One of the most successful non-constructive methods for proving existence of combinatorial objects, the probabilistic method, does not seem to be captured by TFNP because the applications of the probabilistic method often yield existence of objects whose properties are hard to verify computationally. For example, Erdos famously used the probabilistic method to prove the existence of "Ramsey graphs" having no large cliques or independent sets; however, it is hard to verify that a given graph is a Ramsey graph. This motivates exploring the complexity of search problems for which existence of solutions is still guaranteed but efficient verification of solutions is no longer possible.
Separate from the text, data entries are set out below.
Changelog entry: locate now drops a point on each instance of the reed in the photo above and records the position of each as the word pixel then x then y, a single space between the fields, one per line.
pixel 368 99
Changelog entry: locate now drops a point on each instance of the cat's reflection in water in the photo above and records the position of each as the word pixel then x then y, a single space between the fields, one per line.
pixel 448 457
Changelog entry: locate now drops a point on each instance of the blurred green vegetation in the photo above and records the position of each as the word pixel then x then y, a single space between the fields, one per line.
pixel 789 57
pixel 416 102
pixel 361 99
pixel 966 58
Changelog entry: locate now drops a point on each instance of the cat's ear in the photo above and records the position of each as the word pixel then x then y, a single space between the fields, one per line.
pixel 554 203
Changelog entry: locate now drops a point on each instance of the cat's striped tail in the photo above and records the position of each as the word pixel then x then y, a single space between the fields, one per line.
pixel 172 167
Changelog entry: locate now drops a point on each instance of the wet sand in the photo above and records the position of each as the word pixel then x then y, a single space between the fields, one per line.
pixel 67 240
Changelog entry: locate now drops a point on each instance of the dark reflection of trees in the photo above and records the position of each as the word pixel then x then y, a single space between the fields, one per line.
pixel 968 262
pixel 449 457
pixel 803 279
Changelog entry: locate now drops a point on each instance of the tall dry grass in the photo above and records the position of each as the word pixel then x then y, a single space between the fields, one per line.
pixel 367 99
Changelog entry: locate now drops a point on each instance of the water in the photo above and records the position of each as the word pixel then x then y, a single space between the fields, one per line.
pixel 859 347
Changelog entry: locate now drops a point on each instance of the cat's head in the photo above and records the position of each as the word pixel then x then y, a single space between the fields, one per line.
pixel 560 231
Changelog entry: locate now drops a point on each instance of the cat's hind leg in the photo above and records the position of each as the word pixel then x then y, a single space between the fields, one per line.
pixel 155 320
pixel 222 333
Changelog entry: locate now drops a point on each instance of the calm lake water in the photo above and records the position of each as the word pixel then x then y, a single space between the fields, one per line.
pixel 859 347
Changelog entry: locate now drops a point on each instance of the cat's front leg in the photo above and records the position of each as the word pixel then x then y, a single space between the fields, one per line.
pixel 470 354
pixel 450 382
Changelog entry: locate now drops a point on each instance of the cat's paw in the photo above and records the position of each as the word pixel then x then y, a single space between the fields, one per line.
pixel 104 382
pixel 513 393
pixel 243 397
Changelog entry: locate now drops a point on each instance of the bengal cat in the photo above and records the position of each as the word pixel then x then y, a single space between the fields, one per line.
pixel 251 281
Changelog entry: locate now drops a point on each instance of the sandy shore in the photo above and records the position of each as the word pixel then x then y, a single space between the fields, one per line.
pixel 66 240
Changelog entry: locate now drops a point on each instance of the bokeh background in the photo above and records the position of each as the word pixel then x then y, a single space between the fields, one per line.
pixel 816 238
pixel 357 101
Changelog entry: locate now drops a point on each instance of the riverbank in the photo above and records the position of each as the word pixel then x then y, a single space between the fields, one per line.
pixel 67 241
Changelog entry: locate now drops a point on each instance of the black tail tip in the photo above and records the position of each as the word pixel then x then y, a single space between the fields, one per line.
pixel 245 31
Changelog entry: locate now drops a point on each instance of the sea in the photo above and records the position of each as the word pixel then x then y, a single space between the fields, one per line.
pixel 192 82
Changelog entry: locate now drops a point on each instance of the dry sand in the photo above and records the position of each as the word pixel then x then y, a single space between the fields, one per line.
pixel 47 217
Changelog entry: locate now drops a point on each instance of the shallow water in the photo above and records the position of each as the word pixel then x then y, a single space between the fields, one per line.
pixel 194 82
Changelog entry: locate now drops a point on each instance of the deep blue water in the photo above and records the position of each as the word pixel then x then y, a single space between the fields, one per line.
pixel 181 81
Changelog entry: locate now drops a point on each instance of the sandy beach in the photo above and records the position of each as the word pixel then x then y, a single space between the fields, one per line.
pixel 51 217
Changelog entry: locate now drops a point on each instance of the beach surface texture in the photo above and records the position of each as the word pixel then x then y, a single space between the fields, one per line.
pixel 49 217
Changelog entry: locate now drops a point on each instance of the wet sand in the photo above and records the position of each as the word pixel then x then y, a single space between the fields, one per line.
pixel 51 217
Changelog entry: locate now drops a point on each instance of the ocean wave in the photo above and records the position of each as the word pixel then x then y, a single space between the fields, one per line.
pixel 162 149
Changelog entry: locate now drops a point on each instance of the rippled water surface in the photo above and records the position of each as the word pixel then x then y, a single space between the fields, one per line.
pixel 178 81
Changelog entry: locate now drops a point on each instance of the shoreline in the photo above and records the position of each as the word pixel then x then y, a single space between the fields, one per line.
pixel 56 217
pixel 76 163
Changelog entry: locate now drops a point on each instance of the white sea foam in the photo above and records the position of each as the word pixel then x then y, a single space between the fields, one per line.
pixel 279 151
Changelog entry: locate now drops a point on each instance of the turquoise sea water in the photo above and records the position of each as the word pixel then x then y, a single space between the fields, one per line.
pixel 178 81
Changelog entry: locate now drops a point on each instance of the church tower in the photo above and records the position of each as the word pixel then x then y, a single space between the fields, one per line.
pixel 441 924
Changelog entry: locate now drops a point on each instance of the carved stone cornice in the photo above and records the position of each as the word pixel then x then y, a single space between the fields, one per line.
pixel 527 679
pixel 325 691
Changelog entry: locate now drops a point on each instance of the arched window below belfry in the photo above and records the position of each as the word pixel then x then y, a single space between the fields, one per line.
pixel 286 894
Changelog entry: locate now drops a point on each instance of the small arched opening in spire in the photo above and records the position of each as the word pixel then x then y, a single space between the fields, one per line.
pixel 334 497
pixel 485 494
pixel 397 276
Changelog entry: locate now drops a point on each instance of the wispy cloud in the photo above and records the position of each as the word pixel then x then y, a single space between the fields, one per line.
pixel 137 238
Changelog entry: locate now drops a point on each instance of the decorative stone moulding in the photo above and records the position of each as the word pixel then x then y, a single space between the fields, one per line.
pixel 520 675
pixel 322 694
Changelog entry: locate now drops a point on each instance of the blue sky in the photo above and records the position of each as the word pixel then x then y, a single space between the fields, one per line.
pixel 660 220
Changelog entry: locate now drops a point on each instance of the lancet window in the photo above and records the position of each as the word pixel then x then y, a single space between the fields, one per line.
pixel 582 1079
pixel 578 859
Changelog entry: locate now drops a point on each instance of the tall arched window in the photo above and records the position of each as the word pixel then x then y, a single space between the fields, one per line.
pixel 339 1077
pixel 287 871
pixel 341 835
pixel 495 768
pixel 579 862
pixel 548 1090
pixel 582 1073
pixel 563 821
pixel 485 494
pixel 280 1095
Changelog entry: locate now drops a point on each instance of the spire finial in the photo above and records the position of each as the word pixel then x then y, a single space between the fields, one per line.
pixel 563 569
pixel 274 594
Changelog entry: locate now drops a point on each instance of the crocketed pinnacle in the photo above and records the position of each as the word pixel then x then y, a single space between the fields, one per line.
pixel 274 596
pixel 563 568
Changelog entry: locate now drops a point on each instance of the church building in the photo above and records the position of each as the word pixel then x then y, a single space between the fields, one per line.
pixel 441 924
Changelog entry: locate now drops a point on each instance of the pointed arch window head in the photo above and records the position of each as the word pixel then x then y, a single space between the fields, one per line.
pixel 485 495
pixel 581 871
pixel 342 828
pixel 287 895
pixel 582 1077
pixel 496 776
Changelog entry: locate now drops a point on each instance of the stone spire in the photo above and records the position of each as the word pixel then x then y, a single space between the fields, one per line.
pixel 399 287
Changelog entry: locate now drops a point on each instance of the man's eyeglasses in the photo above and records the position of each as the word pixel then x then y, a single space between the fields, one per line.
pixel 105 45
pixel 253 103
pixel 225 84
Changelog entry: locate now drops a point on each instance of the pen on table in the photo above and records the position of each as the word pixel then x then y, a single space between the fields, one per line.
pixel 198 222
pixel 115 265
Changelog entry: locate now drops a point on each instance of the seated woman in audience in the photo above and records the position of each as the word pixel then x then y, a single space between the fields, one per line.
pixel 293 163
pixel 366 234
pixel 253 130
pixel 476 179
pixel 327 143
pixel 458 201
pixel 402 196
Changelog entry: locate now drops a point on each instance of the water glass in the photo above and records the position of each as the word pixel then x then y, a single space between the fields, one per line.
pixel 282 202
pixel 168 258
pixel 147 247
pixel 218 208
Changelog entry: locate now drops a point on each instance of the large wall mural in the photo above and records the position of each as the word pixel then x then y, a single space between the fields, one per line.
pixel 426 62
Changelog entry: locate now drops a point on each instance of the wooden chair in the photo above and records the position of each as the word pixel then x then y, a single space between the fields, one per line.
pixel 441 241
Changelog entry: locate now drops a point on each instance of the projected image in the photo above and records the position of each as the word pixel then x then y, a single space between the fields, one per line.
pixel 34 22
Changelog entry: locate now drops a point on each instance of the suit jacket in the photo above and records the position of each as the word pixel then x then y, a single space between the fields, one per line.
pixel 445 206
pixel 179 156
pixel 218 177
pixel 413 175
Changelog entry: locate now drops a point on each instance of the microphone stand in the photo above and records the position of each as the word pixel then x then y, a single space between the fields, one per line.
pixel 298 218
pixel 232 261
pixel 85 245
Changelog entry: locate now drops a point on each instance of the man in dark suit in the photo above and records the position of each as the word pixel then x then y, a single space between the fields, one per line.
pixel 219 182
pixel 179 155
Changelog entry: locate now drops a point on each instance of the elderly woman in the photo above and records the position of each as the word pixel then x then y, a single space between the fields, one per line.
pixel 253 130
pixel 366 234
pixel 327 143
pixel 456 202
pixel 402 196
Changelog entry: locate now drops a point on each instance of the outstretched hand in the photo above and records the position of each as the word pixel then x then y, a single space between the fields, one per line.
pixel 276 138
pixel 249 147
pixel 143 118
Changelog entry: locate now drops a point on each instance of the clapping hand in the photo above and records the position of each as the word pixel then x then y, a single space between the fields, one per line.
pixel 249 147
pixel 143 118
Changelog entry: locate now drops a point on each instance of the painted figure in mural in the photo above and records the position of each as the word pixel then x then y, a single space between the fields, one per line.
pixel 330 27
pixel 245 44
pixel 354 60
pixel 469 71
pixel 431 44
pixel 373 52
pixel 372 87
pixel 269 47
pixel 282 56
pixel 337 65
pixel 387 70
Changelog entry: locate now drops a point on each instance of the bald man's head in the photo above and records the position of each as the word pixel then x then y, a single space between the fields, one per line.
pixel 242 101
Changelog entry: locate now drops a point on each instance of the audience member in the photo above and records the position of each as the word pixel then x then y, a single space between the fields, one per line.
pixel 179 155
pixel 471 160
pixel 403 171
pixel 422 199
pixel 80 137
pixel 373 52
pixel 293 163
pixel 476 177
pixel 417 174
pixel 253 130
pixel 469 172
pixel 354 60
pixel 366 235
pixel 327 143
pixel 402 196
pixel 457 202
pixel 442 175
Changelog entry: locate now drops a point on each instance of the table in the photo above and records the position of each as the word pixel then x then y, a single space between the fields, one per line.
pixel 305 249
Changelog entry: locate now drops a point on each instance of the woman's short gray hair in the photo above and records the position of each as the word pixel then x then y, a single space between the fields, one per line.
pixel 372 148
Many such problems can be organized into a hierarchy depending on the number of alternating quantifiers in the logical formula that solutions must satisfy. At the second level of the hierarchy we encounter a class that seems especially rich in such problems: PEPP (for “polynomial empty pigeonhole principle”), which includes problems related to probabilistic-method proofs based on the union bound. Examples include finding a bit string that is far from all codewords, finding an explicit rigid matrix, as well as a problem we call Complexity, capturing Complexity Theory’s quest to find functions that cannot be computed by small circuits. When the union bound is generous, in that solutions constitute at least a polynomial fraction of the domain, we have a family of seemingly weaker classes α-PEPP. Higher in the hierarchy, we identify the constructive version of the Sauer-Shelah lemma and the appropriate generalization of PPP that contains it, as well as the problem of finding a king in a tournament (a vertex k such that all other vertices are defeated by k, or by somebody k defeated).
Joint work with Oliver Korten, Dan Mitropolsky, and Christos Papadimitriou.